La gobernadora dio un manotazo en la mesa y, a toque de corneta, puso firmes a las autoridades, todas bajo su mando. Se activaron todos los planes de emergencia (hospitales incluidos); fueron acuartelados 300 militares del Grupo de Operaciones Especiales, en previsión de una posible evacuación de toda la ciudad; ella soltó tacos a sus antiguos compañeros de Madrid para transmitirles el impacto y la urgencia de la catástrofe, convocó a los periodistas dos y tres veces cada día durante más de una semana…

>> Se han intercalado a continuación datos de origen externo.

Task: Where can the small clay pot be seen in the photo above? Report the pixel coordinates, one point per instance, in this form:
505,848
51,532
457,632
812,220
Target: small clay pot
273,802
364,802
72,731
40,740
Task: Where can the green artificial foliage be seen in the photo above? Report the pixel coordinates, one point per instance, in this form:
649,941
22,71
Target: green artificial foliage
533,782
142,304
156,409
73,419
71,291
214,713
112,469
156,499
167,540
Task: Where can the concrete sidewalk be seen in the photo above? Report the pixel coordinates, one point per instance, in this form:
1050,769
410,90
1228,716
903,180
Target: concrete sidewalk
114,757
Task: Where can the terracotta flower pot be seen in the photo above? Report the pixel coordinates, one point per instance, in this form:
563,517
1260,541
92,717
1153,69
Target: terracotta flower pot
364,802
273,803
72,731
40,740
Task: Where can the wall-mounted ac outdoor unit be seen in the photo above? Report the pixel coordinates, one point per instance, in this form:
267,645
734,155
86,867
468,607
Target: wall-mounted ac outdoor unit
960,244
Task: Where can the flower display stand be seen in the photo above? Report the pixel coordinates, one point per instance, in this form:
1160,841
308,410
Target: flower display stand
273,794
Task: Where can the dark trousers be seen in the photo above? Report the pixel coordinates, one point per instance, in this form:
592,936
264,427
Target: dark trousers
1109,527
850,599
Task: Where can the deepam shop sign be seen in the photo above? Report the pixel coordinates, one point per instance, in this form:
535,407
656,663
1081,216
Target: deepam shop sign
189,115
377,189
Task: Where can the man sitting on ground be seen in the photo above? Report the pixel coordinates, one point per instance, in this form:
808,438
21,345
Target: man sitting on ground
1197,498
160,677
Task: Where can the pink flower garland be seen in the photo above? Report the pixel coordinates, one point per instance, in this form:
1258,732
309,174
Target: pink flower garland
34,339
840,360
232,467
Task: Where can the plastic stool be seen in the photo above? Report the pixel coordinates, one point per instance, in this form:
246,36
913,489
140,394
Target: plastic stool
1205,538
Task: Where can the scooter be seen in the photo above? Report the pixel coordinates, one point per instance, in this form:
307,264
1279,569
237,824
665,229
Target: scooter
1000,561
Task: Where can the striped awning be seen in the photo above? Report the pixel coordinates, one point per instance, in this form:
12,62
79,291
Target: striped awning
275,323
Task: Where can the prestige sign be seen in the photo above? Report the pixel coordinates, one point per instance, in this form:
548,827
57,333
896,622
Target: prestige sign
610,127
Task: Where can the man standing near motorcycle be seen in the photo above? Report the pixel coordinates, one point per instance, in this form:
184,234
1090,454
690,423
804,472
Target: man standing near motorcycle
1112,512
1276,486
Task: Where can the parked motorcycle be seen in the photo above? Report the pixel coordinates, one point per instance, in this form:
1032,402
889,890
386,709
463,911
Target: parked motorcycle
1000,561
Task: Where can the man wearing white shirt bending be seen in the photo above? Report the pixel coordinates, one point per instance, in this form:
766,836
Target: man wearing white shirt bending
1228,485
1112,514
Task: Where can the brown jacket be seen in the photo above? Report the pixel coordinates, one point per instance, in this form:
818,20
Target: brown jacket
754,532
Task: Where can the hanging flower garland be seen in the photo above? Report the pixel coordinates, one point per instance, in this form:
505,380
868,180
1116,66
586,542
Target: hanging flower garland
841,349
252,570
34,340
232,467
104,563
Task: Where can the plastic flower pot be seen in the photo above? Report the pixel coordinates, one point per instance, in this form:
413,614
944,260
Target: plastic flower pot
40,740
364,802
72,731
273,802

La habían llamado a las cinco y media de la mañana, poco después del embarrancamiento, y se sentó en la cama, buscó papel y lápiz y se puso a escribir. “Me vino a la cabeza el accidente del Casón y me dije que los ciudadanos tenían mucho que hacer y tenían que estar bien informado, con una única voz”. Sobre el papel fue trazando las directrices sobre “qué había que hacer y qué había que evitar”.

Cuando, pasada la crisis, le pregunté si yo podía ser resarcida por el estrés sufrido aquellos días, me dijo que ni yo iba a pedir eso ni ella iba a reclamar por cada par de medias destrozado por una astilla de la mesa, en las sucesivas reuniones del gabinete de crisis.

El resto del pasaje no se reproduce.